Projects & Plants – Rooting Cuttings with Honey

My Lemon Verbena plant is thriving, but it is in definite need of a trim. I want to grow several lemon verbena plants in my herb garden this year so today was the perfect day to take cuttings. In the past I have used rooting hormone on the stem ends of the cuttings, but this year I am aiming to go as natural and organic as possible. I have heard in the past that Honey is a natural rooting compound. I always have honey in my pantry so I pulled it out and gave it a try.

I followed the same protocol I use with rooting hormone. I punched out a drainage hole in 3 oz plastic cups and filled these with sterile soil. I watered the potting medium and created a hole with a plastic highlighter.

I dipped the lower inch and a half of the verbena cuttings into the honey and inserted them into the soil. I avoided brushing the sides of the planting hole to keep the honey intact on the stem end.

I gently firmed up the soil around the stem and then inserted the cup in a plastic bag and sealed it. The honey is anti-fungal and will create a seal on the cut end of the cutting and help retain moisture.

When I was finished I had six small pots. I used a recycled cookie tray to hold the six cuttings steady, and placed them under lights in my basement.

The lovely smelling leaves I stripped away were also put to good  use. I simmered them in a pot of water and freshened up the house with a little extra moisture and lemon scent in the air.
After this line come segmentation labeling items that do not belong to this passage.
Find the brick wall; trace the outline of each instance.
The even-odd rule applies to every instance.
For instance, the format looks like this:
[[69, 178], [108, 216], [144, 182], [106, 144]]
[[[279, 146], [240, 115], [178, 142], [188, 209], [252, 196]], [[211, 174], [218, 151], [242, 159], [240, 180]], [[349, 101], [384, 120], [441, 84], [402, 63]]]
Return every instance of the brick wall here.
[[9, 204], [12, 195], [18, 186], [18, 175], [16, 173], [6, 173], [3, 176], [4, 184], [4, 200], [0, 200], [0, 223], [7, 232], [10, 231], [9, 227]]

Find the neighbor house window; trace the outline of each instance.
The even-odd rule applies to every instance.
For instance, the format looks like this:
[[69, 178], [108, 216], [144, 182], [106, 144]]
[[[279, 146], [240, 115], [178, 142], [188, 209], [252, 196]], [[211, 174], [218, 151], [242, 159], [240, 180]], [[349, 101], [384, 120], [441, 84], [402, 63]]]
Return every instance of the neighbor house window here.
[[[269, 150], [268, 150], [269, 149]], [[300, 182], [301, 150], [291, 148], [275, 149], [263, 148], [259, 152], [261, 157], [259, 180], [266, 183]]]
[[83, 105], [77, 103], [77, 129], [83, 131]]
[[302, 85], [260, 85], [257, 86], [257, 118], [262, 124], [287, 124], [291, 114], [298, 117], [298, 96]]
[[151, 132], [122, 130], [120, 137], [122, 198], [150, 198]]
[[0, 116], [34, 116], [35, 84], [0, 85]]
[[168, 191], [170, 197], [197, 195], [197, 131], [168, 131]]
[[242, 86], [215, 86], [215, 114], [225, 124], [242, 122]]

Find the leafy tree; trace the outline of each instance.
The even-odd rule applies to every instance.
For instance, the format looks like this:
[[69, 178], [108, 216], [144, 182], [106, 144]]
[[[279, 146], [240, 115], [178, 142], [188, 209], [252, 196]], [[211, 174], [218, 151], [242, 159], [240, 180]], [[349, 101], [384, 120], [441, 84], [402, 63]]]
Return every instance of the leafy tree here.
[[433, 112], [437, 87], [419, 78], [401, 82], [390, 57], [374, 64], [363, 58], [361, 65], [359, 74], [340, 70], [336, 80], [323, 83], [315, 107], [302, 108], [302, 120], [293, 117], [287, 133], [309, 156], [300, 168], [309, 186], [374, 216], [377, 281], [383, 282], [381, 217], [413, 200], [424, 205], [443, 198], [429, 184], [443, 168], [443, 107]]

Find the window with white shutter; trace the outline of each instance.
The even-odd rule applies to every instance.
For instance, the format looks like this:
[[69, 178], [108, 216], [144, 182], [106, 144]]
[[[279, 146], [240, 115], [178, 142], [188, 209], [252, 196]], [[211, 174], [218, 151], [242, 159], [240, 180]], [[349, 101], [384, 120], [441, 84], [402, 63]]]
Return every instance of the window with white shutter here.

22 thoughts on “Projects & Plants – Rooting Cuttings with Honey

  1. Pingback: Plant Tips – September Cuttings « Minding My P's With Q

        1. timelesslady

          Hi James, The plants seemed to do fine rooting with the honey. When they begin to grow, and thrive again I assume they have a good amount of roots…at this point I replant the cutting in a bigger pot. I usually don’t see the roots unless some of the dirt falls away. I’m not sure what the answer to this question would be without having a side by side comparison of the two techniques. Come to think of it that might be a good idea for a future experiment and blog post. Happy gardening to you, and thanks for the comment.


  2. Mary-Elizabeth McSorley

    Your article is fascinating. I look forward to trying your process. How do I pin this to my gardening board????


    1. timelesslady

      You can pin it by using the photograph in the body of the post and the Pin It link that Pinterest provides. I need to find a way to include a “Pin It” button on my blog. I’ll look into it. Thanks for the stopping by today. Kathy


  3. Leave it to Timelesslady to post something that is educational, interesting(to say the least) & ALWAYS, ALWAYS, a very enjoyable read. Thank You Ma’am. In my opinion, you are priceless…Monet has nothing on you. 🙂


  4. you realize of course, that my fanny perpendicular is going to be in a world of trouble, as I will be “stealing” my wife honey (the same honey she uses for making homemade bread)for any plants I cut. *LOL*


  5. shaye

    Hello! Very informative! Thank you! About how long did you keep them in the bags and in the lighting before being confident with the roots to move them? Thank you!


        1. No, I usually do not need to add any water. The plastic bag keeps the humidity in and the soil stays moist. It actually is okay to open the bag periodically just to let a little air in. If the soil seemed dry at that point you could water, but I doubt it will.


          1. Reemy

            Thanks so much! I’ve gotten thicker cuttings and placed them in water and they’ve failed. So I’ve decided to give honey a go. Fingers crossed it works for me! Thank you for responding!